Saturday, March 1, 2003

NCAA mulls war contingencies

The Indianapolis Star

With the potential for war looming, NCAA officials are reviewing a variety of contingency plans for the men's basketball tournament, including the possibility of rescheduling games.

"The adjustments may be procedural, scheduling, logistical," said Greg Shaheen, managing director of the tournament.

Shaheen said the same contingency and security plans have been in place since the Sept. 11 terrorist attacks but that the current situation "heightens our focus to make sure everyone understands procedures and to make sure we're communicating. Our focus is on being prepared."

The tournament begins March 20 at four first-round sites and second-round games begin March 22.

CBS Sports President Sean McManus has said the network might shift games to MTV, VH1 or TNN if CBS needs the airtime to cover the war. Viacom owns CBS and the other channels.

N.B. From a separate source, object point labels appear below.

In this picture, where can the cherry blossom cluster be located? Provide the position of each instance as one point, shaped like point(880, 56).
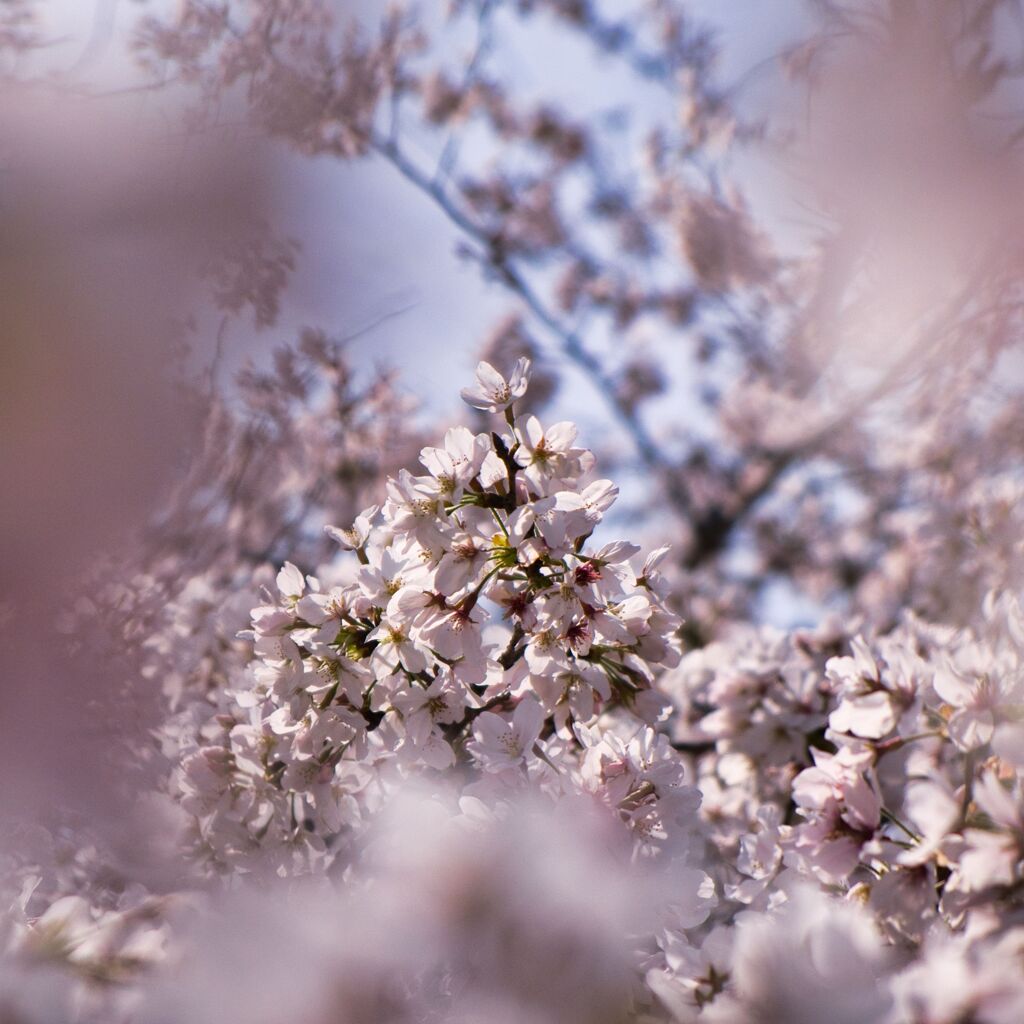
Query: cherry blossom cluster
point(470, 623)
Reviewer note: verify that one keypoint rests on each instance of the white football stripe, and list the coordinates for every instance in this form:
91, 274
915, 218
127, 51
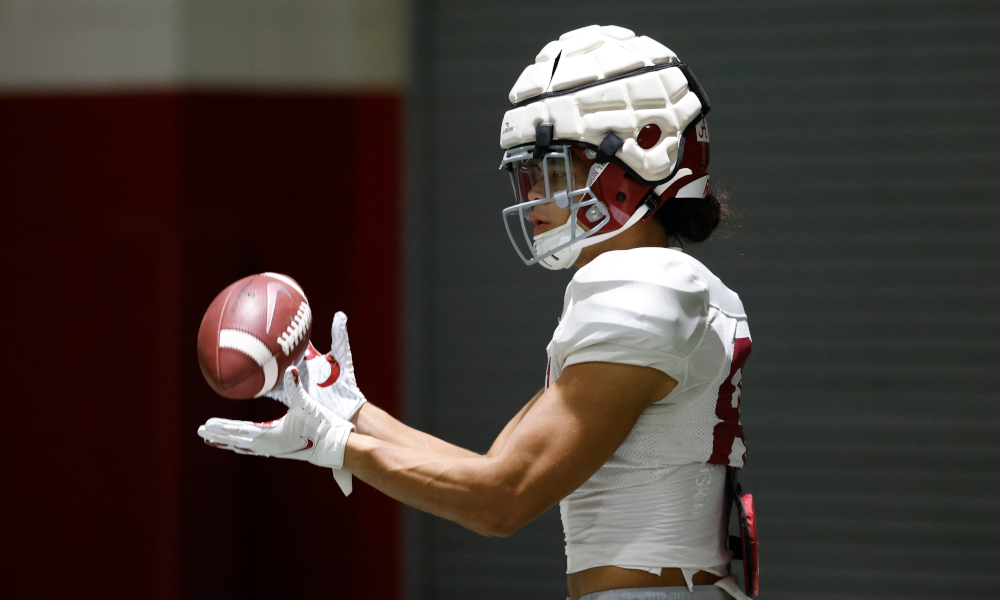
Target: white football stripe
270, 376
242, 341
286, 280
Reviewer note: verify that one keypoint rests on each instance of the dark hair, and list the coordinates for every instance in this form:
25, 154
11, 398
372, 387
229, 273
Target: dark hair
694, 219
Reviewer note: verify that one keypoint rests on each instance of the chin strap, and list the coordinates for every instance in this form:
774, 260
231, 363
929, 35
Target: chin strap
565, 258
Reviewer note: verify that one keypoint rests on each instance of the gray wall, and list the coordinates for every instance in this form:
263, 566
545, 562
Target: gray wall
860, 141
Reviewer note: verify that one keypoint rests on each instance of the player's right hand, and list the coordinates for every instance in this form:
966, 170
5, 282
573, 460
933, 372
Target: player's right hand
308, 431
329, 378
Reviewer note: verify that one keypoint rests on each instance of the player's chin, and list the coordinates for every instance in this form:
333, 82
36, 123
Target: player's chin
542, 227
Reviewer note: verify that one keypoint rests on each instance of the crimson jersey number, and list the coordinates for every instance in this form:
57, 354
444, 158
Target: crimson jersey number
728, 447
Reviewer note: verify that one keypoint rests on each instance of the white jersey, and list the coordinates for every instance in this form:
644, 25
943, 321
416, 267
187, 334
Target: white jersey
658, 501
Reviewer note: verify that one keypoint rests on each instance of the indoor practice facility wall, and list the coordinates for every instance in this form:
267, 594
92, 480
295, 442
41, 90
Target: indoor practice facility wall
124, 215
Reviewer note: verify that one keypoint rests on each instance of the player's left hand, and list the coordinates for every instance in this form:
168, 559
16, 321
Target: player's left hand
329, 378
308, 431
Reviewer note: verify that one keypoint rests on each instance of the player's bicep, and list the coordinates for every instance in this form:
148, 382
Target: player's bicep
501, 441
573, 428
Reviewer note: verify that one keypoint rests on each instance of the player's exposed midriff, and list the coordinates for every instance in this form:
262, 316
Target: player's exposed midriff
599, 579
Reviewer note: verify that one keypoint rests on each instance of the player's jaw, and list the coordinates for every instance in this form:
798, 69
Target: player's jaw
548, 216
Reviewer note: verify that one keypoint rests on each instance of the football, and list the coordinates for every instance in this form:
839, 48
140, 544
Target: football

Mike Fox, stadium director of the RCA Dome, said the venue's experience with Colts games gives him confidence for handling the first NCAA tournament games in Indianapolis since the 2000 Final Four.

The NFL, Fox said, has stringent, site-specific security guidelines.

"The fact that we are an NFL city and NFL facility has greatly prepared us for what we need to do March 20 and 22," he said.

Shaheen declined to say if the start of war would affect the scheduling of tournament games.

"We have a little flexibility if they decide to play later," Fox said.

Shaheen, who oversees areas such as security, game operations and ticketing, said the NCAA continuously reviews its security and contingency plans.

"How we would respond depends on the circumstances, timing and input we would receive from law enforcement, the facilities and participating institutions," Shaheen said. "Our focus is on the safety of the student-athletes and fans. That's where it begins and ends."

Political expression usually isn't a part of the NCAA tournament, but a Division III women's basketball player has made national news, and raised the ire of many, by turning away from the flag during the national anthem this season.

The Division I Men's Basketball Championship Handbook prohibits "large signs, flags or banners."

"We respect the rights of the student-athletes and fans regarding statements and so forth," Shaheen said. "You can't have a large sign that would block someone's view. That has been in place a long time. We're not in the business of restricting free speech."